Mining magnate Andrew Forrest is Australia’s richest man, and he comes from a line of colonists. His great-granduncle Sir John Forrest was one such colonist and wrote approvingly of the Benedictines in 1913 that

the Benedictines true to the spirit of their founder, have a rule prescribing manual labour as well as prayer — not only to make the wilderness blossom and fructify. Their motto is to work, not to beg. This magnificent structure has been designed . . . to teach the young the idea of the sacredness of hard persevering work.

It wasn’t the Benedictines’ work that made “the wilderness blossom and fructify” but that of the Yued people whose land they seized. As Ballardong-Noongar woman Dallas Phillips explains, “It was blackfellas that did all the clearing of that land. It was our mob that did all that work. It was unpaid labour. They were used . . . to make that land prime today.”

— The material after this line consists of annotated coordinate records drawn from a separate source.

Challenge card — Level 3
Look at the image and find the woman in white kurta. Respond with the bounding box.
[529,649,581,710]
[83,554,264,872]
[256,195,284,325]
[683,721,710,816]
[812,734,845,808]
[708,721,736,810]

Today, a small community of monks remains at New Norcia. Last year, they decided to sell 7,975 hectares of the land granted to their antecedents in 1847 by the colony of Swan River. Although the land is valued at $40 million, Andrew Forrest has agreed to purchase it for just $17 million. The church claims this is necessary to meet the compensation costs of the historic sexual abuse claims leveled against it by Aboriginal victims of the mission’s orphanages. The Catholic Church, however, is one of the biggest employers in the country and could easily afford to pay its victims. The decision to sell has more to do with fact there are only six monks left in New Norcia, making it impractical to hold onto the farmland anymore.

In an ABC interview following the announcement of the sale, Yued man Elvis Moody said he was disappointed that the land hasn’t been returned to the Yued people, who could put it to use “for preservation and protection of natural species” rather than agriculture, as well as grant access to Yued people for ceremonies.

Yued sovereignty was ignored in 1847, and Australian capitalism continues to ignore it today. The “hard persevering work” of New Norcia’s Aboriginal farmers may well have added value to the land that was stolen from them by the Benedictine monks. Now that Salvado’s experiment in founding a Catholic feudal utopia has finally run its course, it’s Andrew Forrest who will profit.

We can, however, find a solution to this ongoing injustice in the tradition of resistance, not only of the Yued people but of Aboriginal peoples across the continent. In the capitalists, the Benedictines have a powerful ally. And in the class with interests opposed to capital — the working class — the struggle for indigenous liberation has a powerful ally also.

As Marx wrote on the eve of the revolutions witnessed by John Baptist Dirimera and Francis Xavier Conaci, under the rule of the bourgeoisie, “All that is holy is profaned.” In the end, it wasn’t a shared love of God or zeal for the betterment of humanity that united the exiled Spanish Benedictines with the Anglo-Protestant settler colonists of Western Australia but a cold cash nexus. When Dirimera and Conaci instinctively sided with French republican revolutionaries against soldiers, however, they revealed a greater and more inspired power — solidarity.